In the middle of the historical buildings and cobbled streets in the Czech Republic capital of Prague, there is so much diversity in food. While some foods are Czech in origin, some are not. But despite the origin of the food, each delicious street treat or meal in Prague may have its own little unique history. Here are five of the must-try foods in Prague.
It is worth mentioning these bread dumplings first because they are served as a side dish with almost any Czech meal in restaurants. Knedliky is a generic term for stuffed dumpling, and a variation of this word, as well as what the dumpling is stuffed with, can be found throughout Eastern Europe.
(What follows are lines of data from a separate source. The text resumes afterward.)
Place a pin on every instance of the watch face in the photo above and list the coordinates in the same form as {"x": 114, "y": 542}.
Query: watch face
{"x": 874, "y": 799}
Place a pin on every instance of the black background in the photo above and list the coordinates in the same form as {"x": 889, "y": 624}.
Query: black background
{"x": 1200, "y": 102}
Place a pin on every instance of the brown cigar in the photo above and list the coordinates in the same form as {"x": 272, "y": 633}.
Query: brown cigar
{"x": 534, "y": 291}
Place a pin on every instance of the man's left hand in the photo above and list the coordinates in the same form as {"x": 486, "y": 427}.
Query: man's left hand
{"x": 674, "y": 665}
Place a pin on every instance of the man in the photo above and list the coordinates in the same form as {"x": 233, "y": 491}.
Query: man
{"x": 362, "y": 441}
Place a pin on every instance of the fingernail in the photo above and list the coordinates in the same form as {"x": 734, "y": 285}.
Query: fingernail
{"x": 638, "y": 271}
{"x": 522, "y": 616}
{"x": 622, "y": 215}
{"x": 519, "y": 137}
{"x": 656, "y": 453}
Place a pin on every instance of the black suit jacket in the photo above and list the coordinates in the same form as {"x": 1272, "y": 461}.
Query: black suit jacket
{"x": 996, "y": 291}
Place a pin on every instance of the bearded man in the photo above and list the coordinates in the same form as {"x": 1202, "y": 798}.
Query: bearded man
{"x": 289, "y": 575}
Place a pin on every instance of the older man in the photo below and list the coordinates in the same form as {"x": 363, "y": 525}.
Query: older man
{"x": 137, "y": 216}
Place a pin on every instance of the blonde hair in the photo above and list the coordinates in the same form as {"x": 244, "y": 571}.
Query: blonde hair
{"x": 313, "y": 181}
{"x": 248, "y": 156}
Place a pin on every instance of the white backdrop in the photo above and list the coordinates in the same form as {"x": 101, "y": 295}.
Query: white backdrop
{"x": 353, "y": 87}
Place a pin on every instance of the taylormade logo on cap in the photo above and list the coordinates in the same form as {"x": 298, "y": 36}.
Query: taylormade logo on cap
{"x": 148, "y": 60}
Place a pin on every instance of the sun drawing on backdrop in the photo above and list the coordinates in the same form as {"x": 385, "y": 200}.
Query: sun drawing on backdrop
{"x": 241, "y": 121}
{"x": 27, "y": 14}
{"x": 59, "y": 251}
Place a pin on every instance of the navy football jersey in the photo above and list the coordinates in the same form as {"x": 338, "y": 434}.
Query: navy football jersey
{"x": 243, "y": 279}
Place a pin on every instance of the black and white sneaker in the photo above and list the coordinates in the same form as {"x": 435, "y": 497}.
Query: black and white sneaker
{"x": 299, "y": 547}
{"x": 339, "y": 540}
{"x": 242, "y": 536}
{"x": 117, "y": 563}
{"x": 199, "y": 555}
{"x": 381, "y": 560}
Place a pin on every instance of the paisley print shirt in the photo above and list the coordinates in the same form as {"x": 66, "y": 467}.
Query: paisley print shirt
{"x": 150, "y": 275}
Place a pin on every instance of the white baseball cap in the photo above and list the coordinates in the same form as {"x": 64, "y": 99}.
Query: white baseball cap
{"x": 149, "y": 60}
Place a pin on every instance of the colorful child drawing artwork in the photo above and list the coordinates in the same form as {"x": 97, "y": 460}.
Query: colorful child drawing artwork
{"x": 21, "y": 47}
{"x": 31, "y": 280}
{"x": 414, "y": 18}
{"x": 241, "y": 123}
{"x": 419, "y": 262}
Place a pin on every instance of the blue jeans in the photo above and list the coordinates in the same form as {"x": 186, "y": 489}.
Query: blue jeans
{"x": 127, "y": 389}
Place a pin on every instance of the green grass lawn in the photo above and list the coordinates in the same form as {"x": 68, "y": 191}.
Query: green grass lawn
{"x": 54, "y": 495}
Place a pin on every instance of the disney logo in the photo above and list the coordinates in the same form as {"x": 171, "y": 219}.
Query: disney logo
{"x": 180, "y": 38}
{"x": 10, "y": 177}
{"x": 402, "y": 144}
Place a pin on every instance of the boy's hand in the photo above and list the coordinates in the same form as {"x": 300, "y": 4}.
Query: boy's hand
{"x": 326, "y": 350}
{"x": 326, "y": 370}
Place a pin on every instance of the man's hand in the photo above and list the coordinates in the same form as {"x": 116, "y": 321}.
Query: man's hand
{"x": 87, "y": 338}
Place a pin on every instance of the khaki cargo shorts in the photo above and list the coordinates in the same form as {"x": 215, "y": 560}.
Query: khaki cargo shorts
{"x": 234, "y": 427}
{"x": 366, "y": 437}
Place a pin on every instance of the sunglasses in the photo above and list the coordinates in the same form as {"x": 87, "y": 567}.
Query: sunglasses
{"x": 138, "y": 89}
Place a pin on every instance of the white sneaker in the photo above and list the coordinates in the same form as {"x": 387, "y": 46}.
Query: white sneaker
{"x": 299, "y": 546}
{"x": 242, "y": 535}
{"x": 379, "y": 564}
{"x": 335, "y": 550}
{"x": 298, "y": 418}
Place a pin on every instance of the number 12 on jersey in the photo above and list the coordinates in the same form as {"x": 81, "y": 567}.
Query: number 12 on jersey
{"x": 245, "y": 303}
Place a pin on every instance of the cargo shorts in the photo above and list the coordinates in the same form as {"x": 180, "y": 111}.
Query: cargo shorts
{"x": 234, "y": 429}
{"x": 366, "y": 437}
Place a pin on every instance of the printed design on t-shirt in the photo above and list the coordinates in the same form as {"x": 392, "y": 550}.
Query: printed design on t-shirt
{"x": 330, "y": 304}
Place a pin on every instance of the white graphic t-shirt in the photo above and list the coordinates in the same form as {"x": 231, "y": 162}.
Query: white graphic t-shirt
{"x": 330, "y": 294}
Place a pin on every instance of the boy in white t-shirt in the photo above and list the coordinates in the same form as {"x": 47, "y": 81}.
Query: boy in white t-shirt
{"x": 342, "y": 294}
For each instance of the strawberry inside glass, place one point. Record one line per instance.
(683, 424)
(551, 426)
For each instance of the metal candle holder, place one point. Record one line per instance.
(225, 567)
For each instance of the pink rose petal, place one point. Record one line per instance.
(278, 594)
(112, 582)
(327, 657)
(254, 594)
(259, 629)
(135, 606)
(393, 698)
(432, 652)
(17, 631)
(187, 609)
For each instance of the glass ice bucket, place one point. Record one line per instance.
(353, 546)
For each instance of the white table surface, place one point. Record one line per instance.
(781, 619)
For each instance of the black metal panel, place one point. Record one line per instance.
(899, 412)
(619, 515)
While the original form of knedliky originated with the Jews in the twelfth century, the bread dumplings that Czechs love so much today originated from the Bohemian region.
Take a break from sightseeing with one of the Czech Republic’s most famous street foods, trdelník, or known by its English translation of chimney cake. A trdelník is a pastry cooked over a small charcoal fire until golden brown. It is then rolled into a sugar and cinnamon mixture. It can be eaten plain, but it is best served with toppings on the inside. Toppings include chocolate, Nutella, or more elaborate creations such as whipped cream, chocolate, and strawberries or eggnog complete with egg liquor. In the summer, it is trendy to have ice cream put inside the cakes. It is best to eat them freshly made in front of you.
These cakes are known in other areas of Eastern Europe, such as neighbouring Hungary. But the origins of trdelnik are actually in Transylvania.
Svickova is one of the most famous Czech dishes. It is served with a small beef roast served with knedliky. Sometimes a side dish of vegetables spiced with black pepper, allspice, and thyme will accompany it. A double cream sauce is served on top, and it is finally topped with a small dose of cranberry sauce. In some restaurants, underneath the cranberry sauce, you will find a pineapple slice to add some extra fruity flavor to the dish.
Most of the savoury dishes in the Czech Republic are influenced by other cultures. But svickova can very well be called the national dish of the Czech Republic because there is no other dish like it anywhere in the world.
When you think of gulas, you may think of Hungary first. But this dish, which can be a soup or a stew, has expanded to countries outside of Hungary thanks to the Austria-Hungarian empire. But the Czechs have managed to take this dish and make it their own.
Gulas is most commonly served in a bowl. Fancier restaurants will serve it in a bread bowl. Not only is eating the bread bowl that has been soaked in the meaty gulas delicious, but it also saves the restaurant money on dishes and is environmentally friendly too. The most common meat served in gulas is beef, but on rare occasions, wild game such as venison can be seen on restaurant menus.
Wild boars have been known to come too close to human civilization in the Czech Republic. Perhaps it is for this reason that they end up as a delicacy on dinner plates in restaurants. Wild boar meat can be found in gulas and other stews or as sirloin steak with potatoes or dumplings. Whichever way you eat wild boar, you will surely enjoy the juiciest cousin of the domestic pig.
With these five must-try foods in Prague, or at least the savoury ones, do not forget to wash them down with a cold Czech pilsner.
Czech cuisine is diverse even though many foods may not have their roots in the Czech Republic. But since they have become a part of what makes Czech food known to the world, these five foods cannot be missed when visiting Prague.